Photoshop comes with a whole mess of brushes that can be tweaked here and there to create rather nice "real media" effects that look and act like real paint on real paper. We all know this, but somehow making those brushes work is a huge mystery. I have only recently begun to delve into the world of Photoshop brushmaking, after being inspired by JP Balmet's unbelievably realistic PS "oil" paintings. I bothered him to give me some tips, and here's what I've just started to come up with. I know this is a vexing part of PS for many people, so I've decided to do something useful with my blog and post a tutorial! SO! For your consideration:
SMEARY OILY GOODNESS:
Making Great Brushes in PS With Whats Already There!
(This tutorial is written for Adobe Photoshop CS2 for Windows, and uses a Wacom tablet.)
Step 1 - Open a new file, sized 200 x 200 pixels, 300 dpi. Then simply speckle some dots in a row, neither evenly spaced nor uniform in size. They should look something like this:
To save the brush set, select Edit > Define Brush Preset.
Name the brush (you will be re-saving it later, so name is not all that important)
Your paintbrush tool will now show the large brush in outline, and the new brush preset can be found at the bottom of your brush list.
Step 2 - In your brush settings (the small icon in the toolbar, next to the tab settings, and the icon with the magnifying glass), highlight "Brush Tip Shape," and spin the rotation tool. The settings are shown in the screenshot at left - you can copy these or spin it yourself. Also, I have the "Spacing" turned all the way down, but you can space the brush as you like.
(At this point, do not be alarmed if your brush does not look like the one shown in the screenshot - it will!)
Step 3 - Shape Dynamics. With your Wacom, your "Size Jitter" should be set to "Pen Pressure," but select that from the drop down menu if it is not. More importantly, select "Direction" from the "Angle Jitter" menu. This will cause the brush to react like a real flat brush.

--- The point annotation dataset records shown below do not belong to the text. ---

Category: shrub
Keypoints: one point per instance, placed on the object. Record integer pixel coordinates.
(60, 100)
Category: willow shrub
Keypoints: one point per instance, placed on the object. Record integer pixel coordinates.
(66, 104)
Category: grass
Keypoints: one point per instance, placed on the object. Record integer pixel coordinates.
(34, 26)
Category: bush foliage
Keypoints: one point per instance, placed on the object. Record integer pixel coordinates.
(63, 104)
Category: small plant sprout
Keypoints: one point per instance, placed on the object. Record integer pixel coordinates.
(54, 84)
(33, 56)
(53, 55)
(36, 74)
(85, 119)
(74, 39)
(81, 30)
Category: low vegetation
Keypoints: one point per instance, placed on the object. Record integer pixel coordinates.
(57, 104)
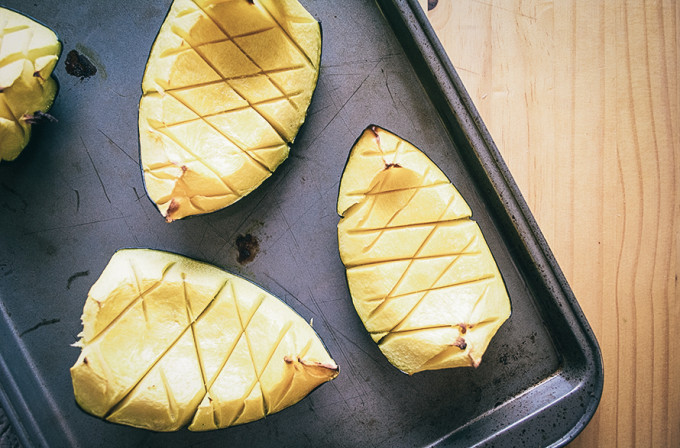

Step 4 - Select the "Texture" menu. You will need to load some new textures into the thumbnail dropdown menu. To do this, click the tiny arrow next to the texture thumbnail, and select the other tiny arrow on the right side of the box. This will drop down another menu to select "Load Patterns." From the load screen, select "Artist Surfaces."
(If your "Patterns" folder does not appear, you can find it here: C:/ > Program Files > Adobe > Adobe Photoshop > Presets > Patterns)
You will now have a nice selection of fabric textures to choose from. Find one to your liking - canvas, linen, denim, etc. Depending on the size of your canvas, you will need to adjust the "Scale" slider to repeat the texture at a size you like.
Under "Mode" select "Darken." You may also like "Hard Mix," but play with the other options to find what you like.
Step 5 - Select "Dual Brush" from the menu, and find the rough square brush shown (this comes standard with PS). You may use any brush you like to get the desired effects, but this one works pretty well. Play with the diameter if you like, but you want the brush to look natural.
Step 6 - Select "Other Dynamics." Under "Opacity Jitter" and "Flow Jitter" select "Pen Pressure." This is very important for controlling the pigment of the brush and making it look and act realistically. You can leave one of these settings on "off" depending on your preference.
Save your new brush by clicking the small arrow to the right of "Brushes" tab at the top of your brush settings. Select "New Brush Preset" and name your brush (something good this time!). All your settings will be saved and your new brush will show up at the bottom of the brush menu.
Now play around with your settings until you get something awesome - experimentation is the best way to learn how to make awesome brushes, and develop a brush set all your own!